Le jardin lui-même, celui agencé via des topographies remaniées, la distribution de circulations piétonnes, la plantation de végétaux, la pose de clôtures, des aménagements aquatiques, des jeux d’enfants, ouvrages d’art et autres fabriques, architectures exotiques, folies… est un espace en perpétuel évolution. Tout jardinier qui se respecte sait agencer des formes et des couleurs végétales qui évolueront sans cesse, au fil des saisons, des feuillages caduques ou non, passant d’une multitude de verts à des ocres infinis, jusqu’à joncher le sol de tapis crissants sous nos pas. Des floraisons alternées, de la vigueur printanière à la sécheresse des tiges fanées, toujours entre naissance, croissance et déclin, voire joyeuses renaissances post-hivernales pour les vivaces. Faut-il y voir ici une sorte de métaphore à destination des civilisations, plus fragiles qu’elle n’y paraissent, car nombre de jardins et d’arbres leurs ont survécus, quand ces derniers n’ayant pas enfoui et effacé leurs traces, y compris les plus monumentales.
A un niveau plus modeste, plus terre à terre, dans le jardin, un coup de vent suffit à faire chanter joliment les peupliers trembles (Populus Tremula) les bien-nommés, comme les roseaux bruissants sous la caresse d’Éole.
Une petite cascade que quelques empierrements contribueront à construire, viendra perturber un cours d’eau glougloutant, qui pourra d’ailleurs se tarir et de fait se taire au plus fort de l’été.
Une glycine, outre son parfum enivrant, bourdonnera de mille insectes butineurs, avant que de rendormir dans un discret silence… Un sorbier attirant les passereaux qui raffolent de ses fruits engazouillera ses alentours de joyeux pépiements… Des compositions qu’un jardinier sait agencer pour ces effets sensoriels, même s’il n’en maitrise fort heureusement pas tous les paramètres.
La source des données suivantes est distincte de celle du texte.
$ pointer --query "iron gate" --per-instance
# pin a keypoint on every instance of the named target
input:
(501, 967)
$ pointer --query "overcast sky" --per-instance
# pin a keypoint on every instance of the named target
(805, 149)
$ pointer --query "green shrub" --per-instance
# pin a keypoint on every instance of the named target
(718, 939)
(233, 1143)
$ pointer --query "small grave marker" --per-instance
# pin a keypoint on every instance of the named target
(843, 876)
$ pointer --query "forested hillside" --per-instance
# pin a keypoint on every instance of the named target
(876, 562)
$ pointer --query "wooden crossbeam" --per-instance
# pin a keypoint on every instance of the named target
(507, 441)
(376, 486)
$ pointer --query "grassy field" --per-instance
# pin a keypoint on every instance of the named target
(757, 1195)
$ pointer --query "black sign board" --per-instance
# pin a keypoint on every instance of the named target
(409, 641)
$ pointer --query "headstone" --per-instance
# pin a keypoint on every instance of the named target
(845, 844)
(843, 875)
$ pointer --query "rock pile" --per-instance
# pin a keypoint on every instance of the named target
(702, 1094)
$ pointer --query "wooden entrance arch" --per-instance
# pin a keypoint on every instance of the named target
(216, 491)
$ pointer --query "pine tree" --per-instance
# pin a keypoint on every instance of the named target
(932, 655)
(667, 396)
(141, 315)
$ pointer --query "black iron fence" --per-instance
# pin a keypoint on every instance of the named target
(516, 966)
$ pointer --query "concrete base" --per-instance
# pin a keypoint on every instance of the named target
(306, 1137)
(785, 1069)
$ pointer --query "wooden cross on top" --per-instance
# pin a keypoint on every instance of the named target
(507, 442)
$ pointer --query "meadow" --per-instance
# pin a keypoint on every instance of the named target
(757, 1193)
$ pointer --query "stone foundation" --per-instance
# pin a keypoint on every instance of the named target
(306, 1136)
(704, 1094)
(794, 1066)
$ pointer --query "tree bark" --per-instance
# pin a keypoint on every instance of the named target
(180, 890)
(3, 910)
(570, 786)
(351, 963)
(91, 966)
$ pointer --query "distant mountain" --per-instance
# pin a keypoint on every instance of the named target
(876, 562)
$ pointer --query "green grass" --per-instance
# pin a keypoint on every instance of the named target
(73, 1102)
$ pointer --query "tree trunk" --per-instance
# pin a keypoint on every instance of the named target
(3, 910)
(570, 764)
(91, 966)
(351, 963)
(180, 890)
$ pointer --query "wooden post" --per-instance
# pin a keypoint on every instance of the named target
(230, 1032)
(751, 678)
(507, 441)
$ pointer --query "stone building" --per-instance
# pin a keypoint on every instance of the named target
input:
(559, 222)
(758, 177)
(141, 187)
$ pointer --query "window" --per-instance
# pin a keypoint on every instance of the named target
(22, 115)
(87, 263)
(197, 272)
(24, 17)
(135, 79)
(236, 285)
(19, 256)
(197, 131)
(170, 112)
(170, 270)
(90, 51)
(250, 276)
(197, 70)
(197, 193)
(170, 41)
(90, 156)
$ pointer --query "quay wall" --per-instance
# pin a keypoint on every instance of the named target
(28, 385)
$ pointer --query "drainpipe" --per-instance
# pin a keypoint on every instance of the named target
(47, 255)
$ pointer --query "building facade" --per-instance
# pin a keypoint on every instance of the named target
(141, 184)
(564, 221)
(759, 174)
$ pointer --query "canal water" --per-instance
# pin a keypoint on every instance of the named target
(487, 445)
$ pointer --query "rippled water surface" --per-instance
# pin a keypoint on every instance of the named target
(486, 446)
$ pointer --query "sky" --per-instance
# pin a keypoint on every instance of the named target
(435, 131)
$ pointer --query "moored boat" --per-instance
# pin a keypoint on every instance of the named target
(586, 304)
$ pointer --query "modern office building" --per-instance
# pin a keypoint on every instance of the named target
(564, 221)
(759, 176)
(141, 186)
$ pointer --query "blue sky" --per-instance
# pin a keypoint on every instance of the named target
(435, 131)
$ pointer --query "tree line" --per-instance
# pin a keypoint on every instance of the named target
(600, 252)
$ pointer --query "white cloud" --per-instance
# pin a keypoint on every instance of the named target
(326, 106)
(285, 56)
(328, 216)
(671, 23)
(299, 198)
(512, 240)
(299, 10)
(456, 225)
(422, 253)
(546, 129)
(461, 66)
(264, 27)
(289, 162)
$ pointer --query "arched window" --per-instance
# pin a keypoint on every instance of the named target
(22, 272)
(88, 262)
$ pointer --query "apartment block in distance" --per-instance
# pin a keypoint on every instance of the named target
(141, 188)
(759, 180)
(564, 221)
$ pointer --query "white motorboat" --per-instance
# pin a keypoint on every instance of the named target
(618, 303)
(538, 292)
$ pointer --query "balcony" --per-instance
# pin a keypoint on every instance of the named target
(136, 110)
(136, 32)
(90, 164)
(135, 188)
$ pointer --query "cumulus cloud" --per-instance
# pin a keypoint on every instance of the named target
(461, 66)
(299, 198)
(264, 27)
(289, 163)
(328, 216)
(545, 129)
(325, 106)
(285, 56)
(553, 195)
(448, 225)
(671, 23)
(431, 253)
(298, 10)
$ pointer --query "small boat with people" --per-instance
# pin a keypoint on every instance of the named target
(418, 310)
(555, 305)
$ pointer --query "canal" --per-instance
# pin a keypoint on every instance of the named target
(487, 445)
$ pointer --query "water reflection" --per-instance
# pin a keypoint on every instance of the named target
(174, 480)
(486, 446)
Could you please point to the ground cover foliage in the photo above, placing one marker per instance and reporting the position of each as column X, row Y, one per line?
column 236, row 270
Souhaitons en tous cas que ces image, y compris sonores, ces paysages sensibles, persistent encore dans un long terme.
Nous pouvons rajouter ici où là, empruntant à des traditions ancestrales, des mobiles éoliens, harpes éoliennes elles aussi, et pourquoi pas quelques Shishi-odoshi, marquant une sorte de scansion rythmique dans un flux temporel incessant, comme s’il tentait par ce micro mouvement perpétuel, de balancier percutant, de lutter contre l’impertinence ambiante. Des pointillistes sonore éphémères.
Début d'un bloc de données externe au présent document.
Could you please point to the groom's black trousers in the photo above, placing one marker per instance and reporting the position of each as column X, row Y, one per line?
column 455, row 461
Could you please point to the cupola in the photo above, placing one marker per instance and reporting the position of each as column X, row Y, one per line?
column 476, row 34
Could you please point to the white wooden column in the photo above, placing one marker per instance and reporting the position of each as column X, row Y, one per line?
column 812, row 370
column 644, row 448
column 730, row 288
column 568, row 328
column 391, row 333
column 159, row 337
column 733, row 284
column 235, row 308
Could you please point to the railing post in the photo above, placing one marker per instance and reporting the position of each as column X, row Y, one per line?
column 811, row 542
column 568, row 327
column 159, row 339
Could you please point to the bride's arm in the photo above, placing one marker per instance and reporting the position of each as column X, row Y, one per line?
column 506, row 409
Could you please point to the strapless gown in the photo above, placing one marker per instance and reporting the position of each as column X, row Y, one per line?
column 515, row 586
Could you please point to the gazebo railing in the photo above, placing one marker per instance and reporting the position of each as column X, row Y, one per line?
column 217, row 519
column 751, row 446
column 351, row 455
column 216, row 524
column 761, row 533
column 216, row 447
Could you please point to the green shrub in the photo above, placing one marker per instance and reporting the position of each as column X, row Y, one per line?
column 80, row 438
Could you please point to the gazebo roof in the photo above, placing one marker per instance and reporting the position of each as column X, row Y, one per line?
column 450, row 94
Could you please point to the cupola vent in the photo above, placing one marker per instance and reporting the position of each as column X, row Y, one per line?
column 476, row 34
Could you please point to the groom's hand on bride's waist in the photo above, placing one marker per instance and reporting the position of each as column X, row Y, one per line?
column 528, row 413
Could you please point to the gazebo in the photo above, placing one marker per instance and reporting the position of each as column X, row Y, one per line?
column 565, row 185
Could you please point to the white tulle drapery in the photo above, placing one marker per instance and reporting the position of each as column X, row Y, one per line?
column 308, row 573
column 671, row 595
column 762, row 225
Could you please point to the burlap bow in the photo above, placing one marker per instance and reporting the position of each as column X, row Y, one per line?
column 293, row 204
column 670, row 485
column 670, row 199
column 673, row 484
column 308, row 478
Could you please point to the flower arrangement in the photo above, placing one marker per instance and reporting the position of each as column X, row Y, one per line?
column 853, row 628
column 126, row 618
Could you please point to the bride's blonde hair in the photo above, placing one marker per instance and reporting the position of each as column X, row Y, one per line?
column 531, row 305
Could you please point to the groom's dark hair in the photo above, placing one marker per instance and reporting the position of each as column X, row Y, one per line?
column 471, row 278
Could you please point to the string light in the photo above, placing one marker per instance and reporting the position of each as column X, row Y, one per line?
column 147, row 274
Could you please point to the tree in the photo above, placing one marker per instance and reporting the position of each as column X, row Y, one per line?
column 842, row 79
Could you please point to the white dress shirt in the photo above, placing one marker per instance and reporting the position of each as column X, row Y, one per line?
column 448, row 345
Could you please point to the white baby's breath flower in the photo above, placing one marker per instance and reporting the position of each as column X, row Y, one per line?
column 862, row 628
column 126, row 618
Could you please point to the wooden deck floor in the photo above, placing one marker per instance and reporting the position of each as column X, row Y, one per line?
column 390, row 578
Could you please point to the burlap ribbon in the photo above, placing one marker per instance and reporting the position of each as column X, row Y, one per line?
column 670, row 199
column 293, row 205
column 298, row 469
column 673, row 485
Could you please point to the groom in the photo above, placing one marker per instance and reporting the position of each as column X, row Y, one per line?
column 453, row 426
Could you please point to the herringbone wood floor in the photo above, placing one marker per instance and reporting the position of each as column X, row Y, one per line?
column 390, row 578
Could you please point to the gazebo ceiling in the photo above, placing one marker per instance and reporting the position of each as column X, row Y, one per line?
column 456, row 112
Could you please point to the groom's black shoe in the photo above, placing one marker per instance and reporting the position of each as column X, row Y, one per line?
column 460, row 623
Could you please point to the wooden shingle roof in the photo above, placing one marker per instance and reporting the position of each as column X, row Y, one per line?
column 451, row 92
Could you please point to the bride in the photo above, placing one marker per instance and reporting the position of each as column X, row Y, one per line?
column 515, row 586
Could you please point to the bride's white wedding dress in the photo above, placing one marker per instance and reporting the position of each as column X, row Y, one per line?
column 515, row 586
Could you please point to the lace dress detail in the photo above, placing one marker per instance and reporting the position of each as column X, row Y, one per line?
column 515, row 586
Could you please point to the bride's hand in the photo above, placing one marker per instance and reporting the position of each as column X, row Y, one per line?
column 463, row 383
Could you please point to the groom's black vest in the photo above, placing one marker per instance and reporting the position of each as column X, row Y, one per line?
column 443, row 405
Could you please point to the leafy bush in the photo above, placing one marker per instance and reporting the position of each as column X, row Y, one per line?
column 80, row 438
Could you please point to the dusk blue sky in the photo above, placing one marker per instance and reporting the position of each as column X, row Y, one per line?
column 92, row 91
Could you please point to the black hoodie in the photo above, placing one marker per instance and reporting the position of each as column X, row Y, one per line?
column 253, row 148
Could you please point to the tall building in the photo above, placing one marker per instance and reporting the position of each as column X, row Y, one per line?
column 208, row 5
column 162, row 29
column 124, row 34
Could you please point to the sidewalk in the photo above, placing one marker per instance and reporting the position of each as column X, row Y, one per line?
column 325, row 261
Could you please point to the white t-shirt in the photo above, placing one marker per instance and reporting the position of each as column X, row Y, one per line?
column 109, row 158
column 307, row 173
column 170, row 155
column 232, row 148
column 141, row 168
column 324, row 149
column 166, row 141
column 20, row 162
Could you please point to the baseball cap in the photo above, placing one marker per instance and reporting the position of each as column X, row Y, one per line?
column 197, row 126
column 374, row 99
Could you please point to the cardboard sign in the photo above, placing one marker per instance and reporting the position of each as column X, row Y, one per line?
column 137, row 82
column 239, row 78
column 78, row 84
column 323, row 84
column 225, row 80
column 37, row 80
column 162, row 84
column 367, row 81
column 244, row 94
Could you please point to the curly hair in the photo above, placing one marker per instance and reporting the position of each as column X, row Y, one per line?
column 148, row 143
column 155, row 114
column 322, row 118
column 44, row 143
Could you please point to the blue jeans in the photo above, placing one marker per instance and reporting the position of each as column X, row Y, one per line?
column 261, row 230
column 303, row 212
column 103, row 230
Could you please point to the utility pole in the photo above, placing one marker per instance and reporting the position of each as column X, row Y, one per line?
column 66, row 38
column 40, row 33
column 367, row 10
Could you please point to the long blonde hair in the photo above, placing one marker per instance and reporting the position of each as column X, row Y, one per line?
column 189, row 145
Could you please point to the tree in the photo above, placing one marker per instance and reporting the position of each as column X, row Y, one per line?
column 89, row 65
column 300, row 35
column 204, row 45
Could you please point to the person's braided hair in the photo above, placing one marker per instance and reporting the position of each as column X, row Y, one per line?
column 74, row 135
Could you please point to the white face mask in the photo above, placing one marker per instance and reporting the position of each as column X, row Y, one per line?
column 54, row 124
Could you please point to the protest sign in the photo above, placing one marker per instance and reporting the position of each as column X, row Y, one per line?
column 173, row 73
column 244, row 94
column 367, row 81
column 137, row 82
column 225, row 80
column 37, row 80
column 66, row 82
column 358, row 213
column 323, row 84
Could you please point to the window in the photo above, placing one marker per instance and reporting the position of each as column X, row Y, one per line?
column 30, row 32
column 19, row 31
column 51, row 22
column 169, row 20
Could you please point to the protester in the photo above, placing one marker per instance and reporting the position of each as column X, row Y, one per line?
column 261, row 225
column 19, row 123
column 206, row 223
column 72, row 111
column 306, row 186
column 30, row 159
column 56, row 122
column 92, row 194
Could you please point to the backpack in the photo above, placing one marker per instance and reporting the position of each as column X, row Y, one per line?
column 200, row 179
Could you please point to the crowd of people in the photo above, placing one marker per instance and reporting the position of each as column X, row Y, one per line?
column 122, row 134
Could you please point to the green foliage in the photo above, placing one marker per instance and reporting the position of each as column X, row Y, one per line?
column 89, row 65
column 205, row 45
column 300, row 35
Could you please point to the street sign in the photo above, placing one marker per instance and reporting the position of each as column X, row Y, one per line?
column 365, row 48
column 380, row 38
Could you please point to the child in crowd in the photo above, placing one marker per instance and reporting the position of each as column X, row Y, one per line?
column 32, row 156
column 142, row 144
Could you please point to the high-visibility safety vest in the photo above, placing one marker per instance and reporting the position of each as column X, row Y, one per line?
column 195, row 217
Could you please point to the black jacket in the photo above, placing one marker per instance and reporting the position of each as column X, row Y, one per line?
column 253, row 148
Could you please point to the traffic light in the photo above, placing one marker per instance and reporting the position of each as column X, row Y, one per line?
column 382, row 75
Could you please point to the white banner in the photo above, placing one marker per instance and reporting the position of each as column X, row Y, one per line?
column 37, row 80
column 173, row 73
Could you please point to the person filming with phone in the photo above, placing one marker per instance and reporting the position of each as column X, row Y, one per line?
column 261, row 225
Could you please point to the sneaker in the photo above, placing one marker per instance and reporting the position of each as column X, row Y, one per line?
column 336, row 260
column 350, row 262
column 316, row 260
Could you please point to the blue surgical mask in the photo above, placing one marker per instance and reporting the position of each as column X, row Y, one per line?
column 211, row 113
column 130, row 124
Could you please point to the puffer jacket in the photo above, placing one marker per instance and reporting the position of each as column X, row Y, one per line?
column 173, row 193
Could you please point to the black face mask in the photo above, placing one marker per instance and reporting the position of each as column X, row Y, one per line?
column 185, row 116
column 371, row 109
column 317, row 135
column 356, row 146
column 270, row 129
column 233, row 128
Bref, le jardin botanique, paysager autant que sonifère sera, quelque soient ses forme, ses courants esthétiques, ses usages, plus ou moins naturellement, contraint aux changements du temps, des saisons, des caprices de l’homme, à se pourvoir ou départir de couleurs, senteurs, choses à caresser, à goûter, à écouter. Contraint à une joueuse et naturelle impermanence que celle-là.
Comme toute nature vivante, fût-elle ici la plus artificielle, la plus artialisée disait Montaigne, le jardin est une forme impermanante par excellence, une instabilité chronique à demi apprivoisée, ce qui en fait du reste son immense charme. A l’instar d’une peinture figeant le regard du peintre sur un paysage immobilisé, presque fossilisé, le jardin, de sa conception à sa friche éventuelle, connait et entretien une vie bouillonnante, et la partage à nos yeux et nos oreilles, voire à tous nos sens comblés. Et plus grande est parfois l’absence de gestes trop paysagers, la déprise des tiers-paysage chère à Gilles Clément, plus grande est la biodiversité résultante d’espaces dé-laissés en friches fertiles.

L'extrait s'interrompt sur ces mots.